How might the feds have snooped on Lavabit? - evo_9
http://arstechnica.com/tech-policy/2013/08/how-might-the-feds-have-snooped-on-lavabit/
======
FellowTraveler
\-- Even if the key is never STORED in decrypted form on the server, it still
EXISTS in decrypted form during a brief moment when your password is used to
decrypt that key.

\-- Therefore the server COULD get your key, though it chooses not to store
it.

\-- In fact, the server could get your PASSPHRASE too, if it is indeed used on
the server side to decrypt that key.

\-- The only way to get around this is to ONLY store/use the key on the CLIENT
side. This way, the server never has the ability to access the key or
passphrase. (Nor the need to.)

\-- Services that provide client-side encryption tend to do so using a Java
download app which runs on the client side. (And which runs in the browser.) A
similar thing can be done using Javascript crypto which is also downloaded to,
and executed on, the client side.

\-- For the NSA to get your key/password, they would simply serve your email
provider with a warrant forcing them to ship you a trojan Java app, or trojan
Javascript. (This is likely what they did with Lavabit.)

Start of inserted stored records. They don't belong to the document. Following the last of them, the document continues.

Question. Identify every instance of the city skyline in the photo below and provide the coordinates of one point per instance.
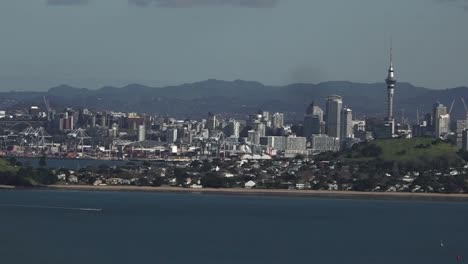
(62, 42)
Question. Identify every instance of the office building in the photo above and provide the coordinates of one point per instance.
(441, 120)
(334, 106)
(346, 123)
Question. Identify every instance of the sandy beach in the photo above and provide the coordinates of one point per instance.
(273, 192)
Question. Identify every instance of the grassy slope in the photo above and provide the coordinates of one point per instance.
(406, 150)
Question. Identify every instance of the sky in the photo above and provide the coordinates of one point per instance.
(95, 43)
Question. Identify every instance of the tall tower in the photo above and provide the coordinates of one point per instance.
(333, 113)
(391, 81)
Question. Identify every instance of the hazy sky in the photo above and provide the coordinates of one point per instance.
(92, 43)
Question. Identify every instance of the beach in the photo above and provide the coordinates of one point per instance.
(274, 192)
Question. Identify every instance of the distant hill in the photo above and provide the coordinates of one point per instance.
(238, 98)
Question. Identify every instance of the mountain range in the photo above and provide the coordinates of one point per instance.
(239, 98)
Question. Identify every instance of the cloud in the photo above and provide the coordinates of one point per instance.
(67, 2)
(194, 3)
(463, 4)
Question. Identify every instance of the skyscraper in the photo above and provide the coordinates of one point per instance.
(333, 113)
(441, 120)
(391, 81)
(278, 120)
(313, 120)
(346, 123)
(212, 122)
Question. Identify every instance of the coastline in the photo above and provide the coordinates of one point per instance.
(274, 192)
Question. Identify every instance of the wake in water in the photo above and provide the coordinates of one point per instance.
(52, 207)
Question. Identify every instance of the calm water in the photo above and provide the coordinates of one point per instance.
(196, 228)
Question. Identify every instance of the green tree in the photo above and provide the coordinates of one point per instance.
(212, 180)
(42, 161)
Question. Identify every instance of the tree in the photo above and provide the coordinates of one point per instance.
(158, 181)
(212, 180)
(42, 161)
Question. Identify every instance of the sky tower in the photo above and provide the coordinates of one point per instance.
(391, 81)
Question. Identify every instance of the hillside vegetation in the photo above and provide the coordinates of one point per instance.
(419, 152)
(14, 173)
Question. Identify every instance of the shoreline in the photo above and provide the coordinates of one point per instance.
(273, 192)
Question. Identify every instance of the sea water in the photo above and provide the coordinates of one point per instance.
(42, 226)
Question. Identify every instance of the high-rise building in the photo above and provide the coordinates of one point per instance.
(253, 137)
(465, 140)
(233, 128)
(391, 82)
(212, 122)
(440, 118)
(259, 127)
(141, 133)
(313, 120)
(171, 135)
(462, 125)
(278, 120)
(323, 143)
(333, 113)
(346, 123)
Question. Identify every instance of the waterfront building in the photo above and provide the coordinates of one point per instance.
(232, 129)
(464, 145)
(461, 126)
(253, 137)
(171, 135)
(313, 120)
(334, 106)
(141, 133)
(441, 120)
(323, 143)
(278, 120)
(212, 122)
(346, 123)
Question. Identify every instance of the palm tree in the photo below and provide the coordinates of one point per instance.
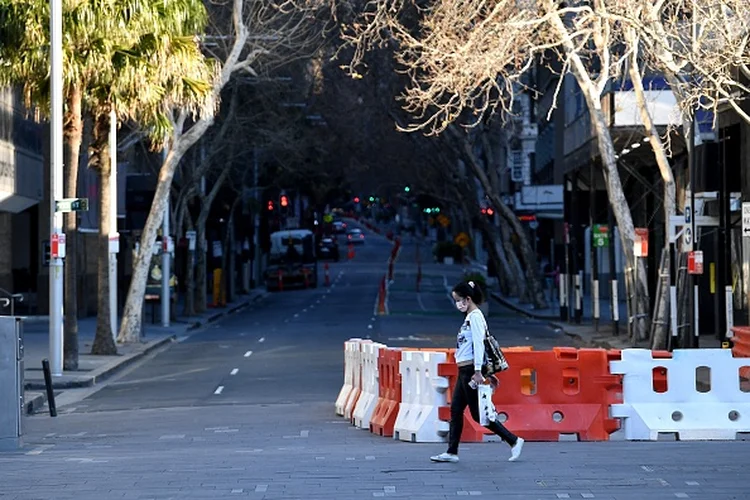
(162, 69)
(103, 41)
(24, 61)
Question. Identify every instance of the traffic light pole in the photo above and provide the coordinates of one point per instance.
(56, 265)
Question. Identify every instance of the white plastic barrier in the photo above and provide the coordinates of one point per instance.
(351, 347)
(357, 365)
(422, 393)
(719, 413)
(368, 399)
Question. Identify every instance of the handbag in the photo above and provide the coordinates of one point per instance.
(494, 359)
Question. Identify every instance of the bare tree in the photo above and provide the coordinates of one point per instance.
(252, 35)
(473, 56)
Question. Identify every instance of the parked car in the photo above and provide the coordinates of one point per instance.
(355, 237)
(328, 248)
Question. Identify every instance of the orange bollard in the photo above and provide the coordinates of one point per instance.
(381, 297)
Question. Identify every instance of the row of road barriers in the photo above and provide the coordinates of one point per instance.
(586, 394)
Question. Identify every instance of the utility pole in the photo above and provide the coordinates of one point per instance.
(256, 223)
(165, 267)
(114, 236)
(57, 238)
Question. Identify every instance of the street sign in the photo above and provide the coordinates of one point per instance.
(600, 235)
(72, 205)
(745, 218)
(695, 262)
(640, 248)
(687, 238)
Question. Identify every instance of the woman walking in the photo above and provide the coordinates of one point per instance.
(470, 359)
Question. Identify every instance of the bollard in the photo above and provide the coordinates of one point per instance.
(48, 385)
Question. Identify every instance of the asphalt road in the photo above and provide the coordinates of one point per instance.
(244, 409)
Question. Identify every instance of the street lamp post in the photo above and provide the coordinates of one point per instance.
(57, 238)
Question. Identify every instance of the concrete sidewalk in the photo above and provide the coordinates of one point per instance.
(93, 369)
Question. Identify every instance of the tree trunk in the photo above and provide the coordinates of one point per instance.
(190, 275)
(509, 284)
(132, 313)
(514, 263)
(73, 137)
(661, 329)
(100, 158)
(201, 294)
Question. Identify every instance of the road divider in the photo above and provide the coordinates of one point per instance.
(551, 395)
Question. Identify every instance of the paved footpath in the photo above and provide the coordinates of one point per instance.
(296, 451)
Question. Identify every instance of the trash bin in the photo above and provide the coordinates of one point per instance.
(11, 383)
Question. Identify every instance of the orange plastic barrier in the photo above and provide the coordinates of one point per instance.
(472, 431)
(548, 393)
(389, 384)
(741, 347)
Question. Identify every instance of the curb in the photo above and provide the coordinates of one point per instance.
(231, 310)
(104, 372)
(521, 310)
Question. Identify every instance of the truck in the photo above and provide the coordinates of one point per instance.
(292, 261)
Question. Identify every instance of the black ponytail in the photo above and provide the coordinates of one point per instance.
(471, 290)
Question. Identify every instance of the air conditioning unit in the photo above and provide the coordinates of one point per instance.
(516, 165)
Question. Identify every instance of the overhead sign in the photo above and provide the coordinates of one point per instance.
(72, 205)
(600, 235)
(746, 218)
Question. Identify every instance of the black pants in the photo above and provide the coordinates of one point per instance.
(464, 395)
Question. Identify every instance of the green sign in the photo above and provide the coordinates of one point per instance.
(72, 205)
(600, 235)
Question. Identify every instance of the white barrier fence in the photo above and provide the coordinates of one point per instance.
(423, 392)
(692, 409)
(700, 394)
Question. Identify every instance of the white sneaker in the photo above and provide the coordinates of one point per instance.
(445, 457)
(515, 451)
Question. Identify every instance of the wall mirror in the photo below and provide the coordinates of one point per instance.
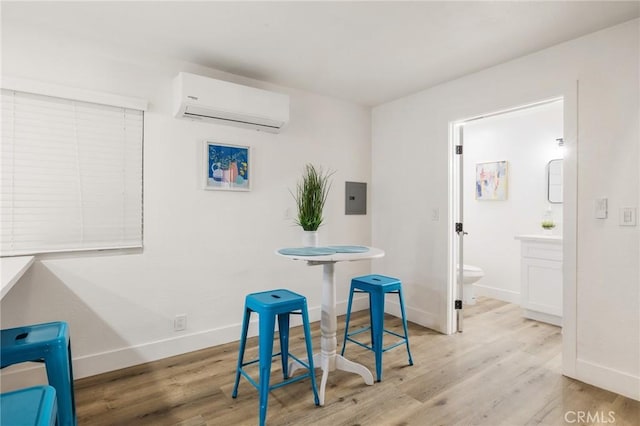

\-- To get around this, you'd need an installed crypto application on the
client, instead of using downloadable browser-side crypto. (Which would
probably mean it can't run inside the browser, but only as a separate
application.)

\-- The solution we are using for Open-Transactions is an installed systray
app on the client side, which can run in a protected space, combined with
separate, thin-client plugins for Chrome, Firefox, Skype, etc, which send the
crypto requests on to the systray app where the actual work is performed.